Union wirft Scholz Koalitionsvertrags-Bruch vor – Vizekanzler gefährdet internationale Handlungsfähigkeit Deutschlands

Wie viel Geld soll die Bundeswehr künftig ausgeben dürfen? Was dem einen Koalitionär zu wenig ist, ist dem anderen zu viel. Und auch die Auslandseinsätze geben Anlass für Diskussionen - mancher Abgeordneter würde am liebsten das eigene Mitspracherecht beschneiden.
Titelbild
Olaf Scholz.Foto: Michele Tantussi/Getty Images
Epoch Times16. Juni 2018

Mit seinem geplanten Wehretat bringt Finanzminister Olaf Scholz (SPD) das Verteidigungsministerium und die Unionsparteien gegen sich auf.

Verteidigungsministerin Ursula von der Leyen (CDU) fordert nach einem Bericht der „Bild“-Zeitung bis 2022 rund 25 Milliarden Euro mehr für die Bundeswehr, als ihr Scholz bislang zugestehen will. Der „Spiegel“ zitiert zudem aus einem internen Dokument der CDU/CSU-Fraktion im Bundestag, wonach die mittelfristige Finanzplanung des Vizekanzlers aus Sicht der Unionsabgeordneten gegen den Koalitionsvertrag verstößt.

Von der Leyen (CDU) verlangt nach „Bild“-Informationen bis Ende der Legislaturperiode (2021) rund 15 Milliarden Euro mehr für die Bundeswehr als eingeplant. Für das Folgejahr 2022 wolle sie noch einmal 10 Milliarden Euro zusätzlich, berichtete die Zeitung unter Berufung auf einen ihr vorliegenden vertraulichen Bericht des Verteidigungsministeriums. Darin heiße es, dass ohne mehr Geld „mehr als 200 neue Vorhaben“ nicht realisierbar seien, darunter europäische Gemeinschaftsprojekte wie die „Eurodrohne“. Zum „gewaltigen Modernisierungsbedarf“ der Truppe kämen die angestrebte Personalaufstockung und andere Kostenfaktoren hinzu.

Der Wehretat ist schon jetzt der zweitgrößte Posten im Bundeshaushalt. Für das laufende Jahr sind bislang 38,5 Milliarden Euro vorgesehen, für das kommende 41,5 Milliarden Euro. Von der Leyen fordert jedoch schon seit längerem, dass ihr Etat mittelfristig auf 1,5 Prozent des Bruttoinlandsprodukts steigt – rund 60 Milliarden Euro jährlich. Vor allem US-Präsident Donald Trump besteht darauf, dass Deutschland als Nato-Partner spätestens 2024 sogar 2 Prozent des Bruttoinlandsprodukts in die Verteidigung investiert.

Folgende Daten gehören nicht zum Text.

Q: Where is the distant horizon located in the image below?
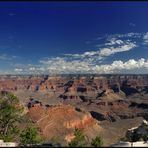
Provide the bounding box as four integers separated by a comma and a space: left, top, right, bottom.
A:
0, 73, 148, 76
0, 2, 148, 74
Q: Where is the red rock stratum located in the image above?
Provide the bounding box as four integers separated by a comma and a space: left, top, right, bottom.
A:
28, 103, 100, 143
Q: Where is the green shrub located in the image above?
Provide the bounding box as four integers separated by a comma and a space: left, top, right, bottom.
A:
91, 136, 103, 147
20, 126, 43, 145
68, 128, 88, 147
0, 92, 24, 142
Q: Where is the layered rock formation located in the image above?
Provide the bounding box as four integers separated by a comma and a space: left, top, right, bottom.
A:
0, 75, 148, 97
0, 74, 148, 122
27, 103, 99, 143
89, 99, 148, 122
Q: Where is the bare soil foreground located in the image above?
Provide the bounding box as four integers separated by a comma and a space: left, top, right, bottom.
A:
99, 117, 143, 146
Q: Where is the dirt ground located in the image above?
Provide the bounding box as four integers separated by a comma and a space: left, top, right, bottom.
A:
99, 117, 144, 146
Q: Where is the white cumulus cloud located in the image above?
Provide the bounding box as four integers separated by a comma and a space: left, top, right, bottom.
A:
35, 57, 148, 74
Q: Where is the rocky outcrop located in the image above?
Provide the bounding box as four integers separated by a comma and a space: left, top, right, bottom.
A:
64, 114, 94, 129
28, 103, 98, 142
125, 120, 148, 142
87, 99, 148, 122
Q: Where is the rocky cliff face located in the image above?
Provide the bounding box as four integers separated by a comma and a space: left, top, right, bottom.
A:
27, 103, 98, 143
0, 75, 148, 97
63, 114, 94, 129
0, 75, 148, 122
90, 99, 148, 122
0, 75, 65, 93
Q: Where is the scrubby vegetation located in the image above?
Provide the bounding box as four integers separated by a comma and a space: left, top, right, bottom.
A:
68, 128, 103, 147
0, 91, 43, 146
91, 136, 103, 147
0, 92, 24, 142
20, 125, 43, 145
68, 128, 88, 147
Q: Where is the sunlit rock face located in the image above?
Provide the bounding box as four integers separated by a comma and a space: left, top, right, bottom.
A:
28, 103, 98, 142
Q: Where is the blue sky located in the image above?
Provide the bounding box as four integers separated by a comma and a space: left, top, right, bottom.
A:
0, 2, 148, 74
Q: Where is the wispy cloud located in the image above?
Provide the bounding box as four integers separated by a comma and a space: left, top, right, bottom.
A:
99, 42, 136, 57
104, 38, 124, 46
14, 68, 23, 72
6, 32, 148, 74
143, 32, 148, 44
65, 34, 137, 60
129, 23, 136, 27
0, 54, 17, 61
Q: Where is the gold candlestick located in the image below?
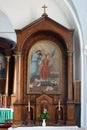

In dem vom „Spiegel“ zitierten Papier der Unionsfraktion heißt es: „Die derzeitigen Pläne von Minister Scholz ignorieren den dringend notwendigen Bedarf der Bundeswehr“ und gefährdeten die internationale Handlungsfähigkeit Deutschlands. Demnach würde der Wehretat in den Jahren nach 2021 sogar wieder sinken. „Eine solche mittelfristige Finanzplanung widerspricht eindeutig dem Koalitionsvertrag“, sagte Fraktionsvize Johann Wadephul (CDU) dem Nachrichtenmagazin.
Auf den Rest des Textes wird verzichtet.